Thursday, September 7, 2023

Exploring AI -- Prompting


 One of the keys to making AI work for you is being able to tell the AI very clearly what you need from it. After all, no matter how smart AI is, it's only going to be as smart as you tell it to be! Telling an AI tool what to do is called prompting, and that has spawned a new term -- promptcrafting. The book The AI Classroom: The Ultimate Guide to Artificial Intelligence in Education has probably the best framework I've seen for creating a prompt. It's called PREP:

  • P -- PROMPT: introduce the question to the AI tool with a prompt, what you want it to do.
  • R -- ROLE: give it a role.
  • E -- EXPLICIT: be as detailed as you can in what you want it to do.
  • P -- PARAMETERS: set up the parameters of the answer.
Here's a rough example. Let's say I want to create some study questions for the novel Fahrenheit 451. I could go to a tool like ChatGPT and ask it to write some discussion questions for the novel, but I may not get great results. A better way to ask would be something like this: "Create a list of discussion questions for the novel Fahrenheit 451. You are a teacher who wants to be sure her students understand the novel and can think critically about it. There should be at least 20 questions at all different levels of Bloom's taxonomy. The questions should be answerable by 8th grade students. Provide suggested answers for the questions as well." By giving all this information, you are more likely to get useful results. The great thing is that if you feel like you didn't get what you wanted, you can regenerate a response or refine it!

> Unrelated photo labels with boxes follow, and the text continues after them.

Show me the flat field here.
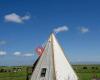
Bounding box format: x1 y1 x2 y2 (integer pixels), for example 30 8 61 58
0 65 100 80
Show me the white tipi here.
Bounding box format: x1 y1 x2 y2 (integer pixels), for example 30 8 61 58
31 33 78 80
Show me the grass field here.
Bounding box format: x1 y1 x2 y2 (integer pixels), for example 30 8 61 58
0 65 100 80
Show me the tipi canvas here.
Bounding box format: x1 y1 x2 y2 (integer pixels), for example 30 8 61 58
31 33 78 80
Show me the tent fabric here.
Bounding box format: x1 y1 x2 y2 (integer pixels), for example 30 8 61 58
31 34 78 80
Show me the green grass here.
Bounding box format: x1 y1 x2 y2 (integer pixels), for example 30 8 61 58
0 65 100 80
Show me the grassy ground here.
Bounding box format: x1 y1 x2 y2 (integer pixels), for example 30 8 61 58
0 65 100 80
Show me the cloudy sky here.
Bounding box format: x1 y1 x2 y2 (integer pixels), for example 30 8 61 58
0 0 100 65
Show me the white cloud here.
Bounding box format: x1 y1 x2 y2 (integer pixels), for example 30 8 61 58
4 13 30 23
14 52 21 56
0 40 6 45
0 51 7 56
54 26 69 33
80 27 89 33
23 53 34 57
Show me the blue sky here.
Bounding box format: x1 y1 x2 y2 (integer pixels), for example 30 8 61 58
0 0 100 65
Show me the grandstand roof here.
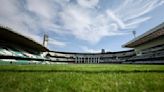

If you're interested in getting really good at promptcrafting, here's a self-directed lesson from Code.org, Khan Academy, ISTE, and ETS that will walk you through promptcrafting for novices all the way up to experts! What I have discovered is that the more I practice writing good prompts, the better I am getting at it and it is saving me so much time!

Do you have a promptcrafting story to share? If so, I'd love for you to drop it in the comments! Did you write a good prompt, lousy prompt, revise a prompt? How did you like your results? The more we can share, the more we can learn from each other and become really skilled at leveraging AI tools!